Just remember the help isn't free... you have to stick around and help others with what you've learned


----------



## Baraccus (Nov 23, 2008)

Dobbs...you are welcome buddy. ...Well since you're asking I'm sure 2 xp3's would work "better" but I'm sure an XP3 and a HOB will do just fine....Hmmmm oh yeah that's what I have on my 90G  ...Here is another thread that may answer your question on current and aeration.
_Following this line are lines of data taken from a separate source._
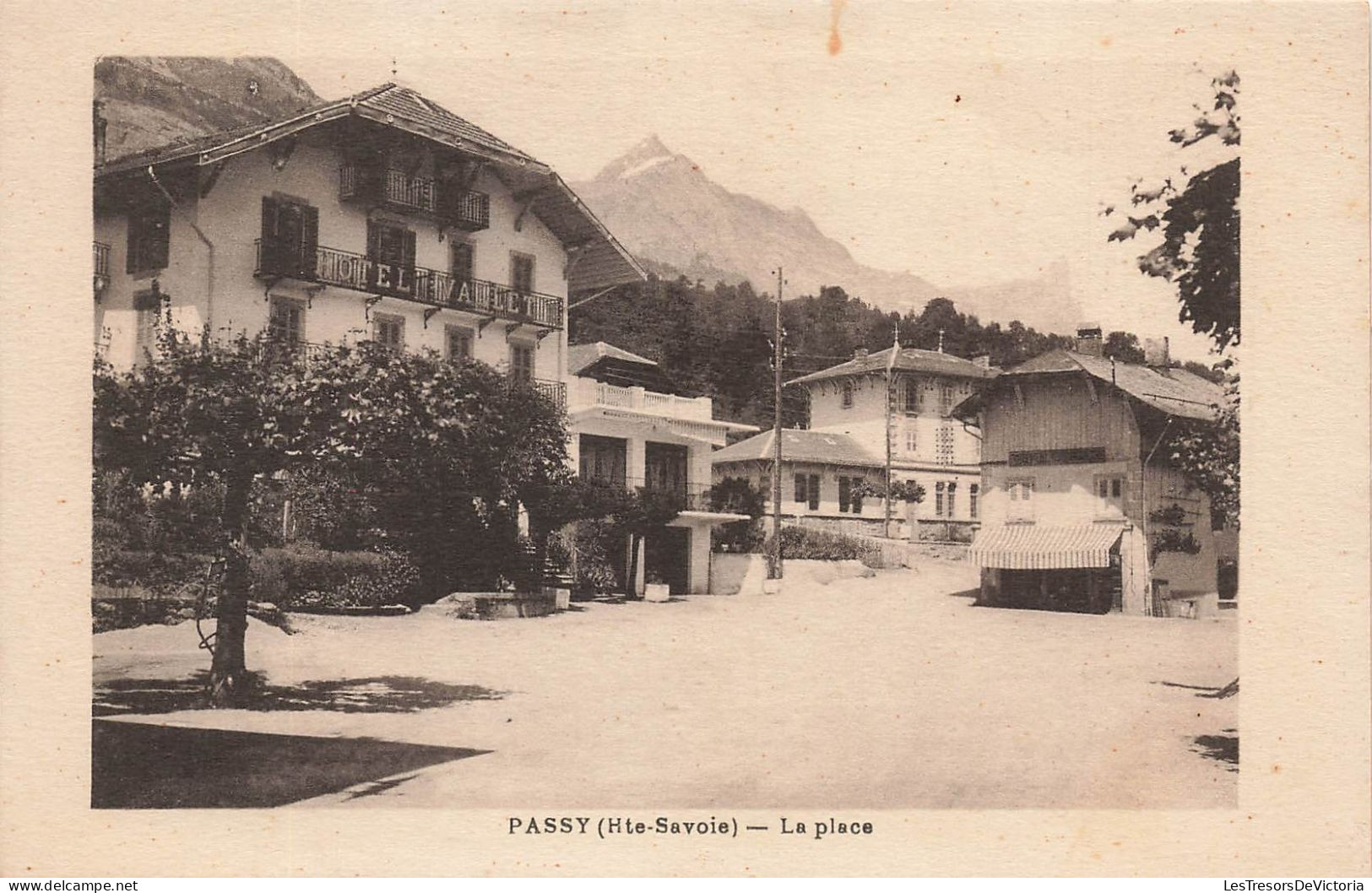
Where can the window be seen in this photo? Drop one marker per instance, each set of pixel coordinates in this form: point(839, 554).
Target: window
point(522, 362)
point(1109, 494)
point(1021, 500)
point(457, 342)
point(285, 322)
point(290, 237)
point(522, 272)
point(944, 454)
point(603, 458)
point(460, 261)
point(147, 309)
point(947, 397)
point(388, 331)
point(914, 397)
point(849, 494)
point(149, 237)
point(390, 243)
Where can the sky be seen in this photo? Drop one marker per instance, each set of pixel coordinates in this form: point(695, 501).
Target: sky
point(963, 146)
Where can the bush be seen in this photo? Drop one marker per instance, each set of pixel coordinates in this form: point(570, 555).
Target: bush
point(306, 576)
point(594, 544)
point(158, 572)
point(819, 545)
point(741, 497)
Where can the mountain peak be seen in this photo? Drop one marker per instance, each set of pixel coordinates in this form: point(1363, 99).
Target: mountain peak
point(648, 154)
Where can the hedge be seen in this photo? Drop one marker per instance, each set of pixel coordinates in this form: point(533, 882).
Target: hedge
point(311, 578)
point(808, 542)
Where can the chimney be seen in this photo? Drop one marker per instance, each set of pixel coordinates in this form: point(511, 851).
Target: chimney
point(1157, 353)
point(1090, 339)
point(99, 125)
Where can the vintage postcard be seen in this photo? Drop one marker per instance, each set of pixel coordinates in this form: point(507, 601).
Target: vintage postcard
point(660, 439)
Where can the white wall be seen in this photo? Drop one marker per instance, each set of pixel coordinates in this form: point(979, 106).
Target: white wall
point(866, 419)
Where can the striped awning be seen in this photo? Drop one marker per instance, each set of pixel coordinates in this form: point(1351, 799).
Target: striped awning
point(1036, 548)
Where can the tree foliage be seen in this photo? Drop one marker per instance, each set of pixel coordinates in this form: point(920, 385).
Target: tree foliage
point(1198, 221)
point(430, 439)
point(1200, 252)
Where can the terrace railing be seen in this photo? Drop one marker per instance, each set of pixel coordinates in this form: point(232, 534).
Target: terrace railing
point(685, 497)
point(588, 392)
point(464, 208)
point(357, 272)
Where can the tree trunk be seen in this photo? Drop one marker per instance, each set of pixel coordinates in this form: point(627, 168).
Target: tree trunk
point(228, 671)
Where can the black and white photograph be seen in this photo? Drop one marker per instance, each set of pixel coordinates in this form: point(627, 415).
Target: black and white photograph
point(816, 410)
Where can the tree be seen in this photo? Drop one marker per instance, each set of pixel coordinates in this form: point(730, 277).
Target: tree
point(1200, 224)
point(1200, 252)
point(432, 436)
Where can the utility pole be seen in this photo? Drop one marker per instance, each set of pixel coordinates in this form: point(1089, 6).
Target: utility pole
point(777, 353)
point(891, 397)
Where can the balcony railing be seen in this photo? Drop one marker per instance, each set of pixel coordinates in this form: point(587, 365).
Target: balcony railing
point(682, 495)
point(357, 272)
point(102, 267)
point(464, 208)
point(586, 392)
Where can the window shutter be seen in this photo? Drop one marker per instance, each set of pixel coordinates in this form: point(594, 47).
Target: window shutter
point(162, 236)
point(373, 241)
point(309, 241)
point(270, 225)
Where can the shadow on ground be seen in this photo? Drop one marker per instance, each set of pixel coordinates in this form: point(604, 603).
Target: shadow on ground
point(1223, 748)
point(372, 695)
point(1179, 685)
point(136, 766)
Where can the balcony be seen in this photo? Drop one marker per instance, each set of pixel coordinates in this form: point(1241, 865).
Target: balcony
point(102, 268)
point(555, 391)
point(586, 394)
point(357, 272)
point(464, 208)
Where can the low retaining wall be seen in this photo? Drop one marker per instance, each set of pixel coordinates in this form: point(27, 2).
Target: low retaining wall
point(731, 574)
point(497, 605)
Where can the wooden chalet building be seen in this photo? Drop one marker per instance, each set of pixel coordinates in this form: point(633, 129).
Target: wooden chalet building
point(1082, 506)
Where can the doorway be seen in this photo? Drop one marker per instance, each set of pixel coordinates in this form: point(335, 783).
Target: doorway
point(667, 559)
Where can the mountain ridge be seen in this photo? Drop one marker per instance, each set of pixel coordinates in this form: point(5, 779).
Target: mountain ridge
point(667, 212)
point(155, 100)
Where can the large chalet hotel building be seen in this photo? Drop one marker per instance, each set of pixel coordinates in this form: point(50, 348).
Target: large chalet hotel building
point(380, 215)
point(384, 217)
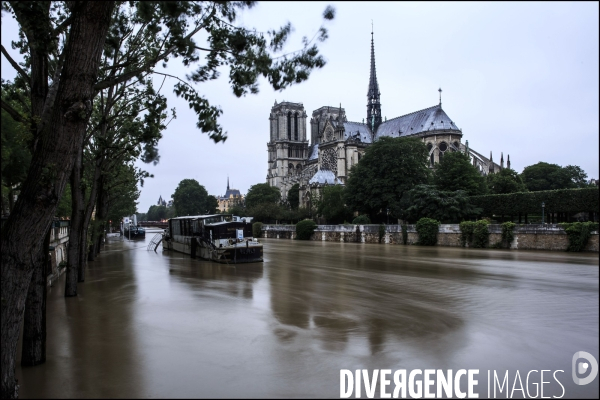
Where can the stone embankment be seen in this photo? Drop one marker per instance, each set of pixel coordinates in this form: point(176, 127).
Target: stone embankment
point(526, 237)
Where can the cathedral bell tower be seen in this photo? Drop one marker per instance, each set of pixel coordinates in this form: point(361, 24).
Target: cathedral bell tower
point(288, 147)
point(373, 104)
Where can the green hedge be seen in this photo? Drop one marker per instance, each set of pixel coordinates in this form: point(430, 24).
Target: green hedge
point(579, 234)
point(427, 229)
point(476, 234)
point(305, 229)
point(562, 200)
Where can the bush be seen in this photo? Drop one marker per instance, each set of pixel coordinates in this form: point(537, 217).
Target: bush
point(579, 234)
point(404, 234)
point(381, 232)
point(361, 220)
point(305, 229)
point(427, 229)
point(561, 200)
point(256, 229)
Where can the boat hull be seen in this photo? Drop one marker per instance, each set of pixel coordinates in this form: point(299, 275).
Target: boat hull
point(237, 253)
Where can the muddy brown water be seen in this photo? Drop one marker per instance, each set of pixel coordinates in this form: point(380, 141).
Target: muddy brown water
point(159, 324)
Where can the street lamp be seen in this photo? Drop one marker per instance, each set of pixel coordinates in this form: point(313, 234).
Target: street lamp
point(543, 205)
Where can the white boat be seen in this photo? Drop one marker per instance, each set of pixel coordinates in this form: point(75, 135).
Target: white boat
point(213, 237)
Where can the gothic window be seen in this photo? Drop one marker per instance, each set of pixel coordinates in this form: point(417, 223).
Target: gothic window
point(330, 160)
point(329, 134)
point(296, 126)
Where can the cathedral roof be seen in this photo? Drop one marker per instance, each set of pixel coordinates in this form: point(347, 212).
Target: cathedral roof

http://www.cichlid-forum.com/phpBB/view ... ght=nozzle

But the bottom line a Powerhead probably isn't needed. I'm sure some may argue otherwise. I just don't want to make my Tank a whirlpool ;-) ..I have my intakes both on one Side of the tank then I have the Spraybar on the other side along the width of my tank. So it forces water movement across my tank...hope that makes sense :zz: I have it angeled slightly upwards so that there is some movement at the top of the tank for some aeration...Now having said that..I have some powerheads in my box of goodies that are not being used and I have been considering putting one in and placing it towards the bottom to maybe sorta create flow at the bottom of the tank and flow poop and stuff up :-? Just a thought. I saw another thread too that the guys take some foam or filter padding and wrap it around the intake of the powerhead to pick up particles...pretty good Idea. ....Anyways there is a ton of info on the site....It's all the Ideas that guys have all the DIY stuff. Saves $$$ too. ....Latar...BA


----------



## Dobbs92 (Dec 15, 2008)

Yeah got it. I know exactly what you are saying about water movement. I had read some of the articels and posts regarding water movement and I was kind of planning on situating the filter intakes and outtakes pretty much as you did yours. It makes good sense. I'm figuring that "if" I need to add a powerhead it can be done later on. Hey, I'm just trying to know exactly what I'm doing before I go ahead and do it sometime later on this year. You know, measure twice, cut once. Thanks again!!


----------



## alicem (Jul 26, 2007)

Another thought: by using a canister, you can place the tank closer to the wall. 
If money isn't an issue, I would get two cans for extra filtration with flow over a wider area.

Aim the spray bars up to agitate the surface and I think you'd be fine.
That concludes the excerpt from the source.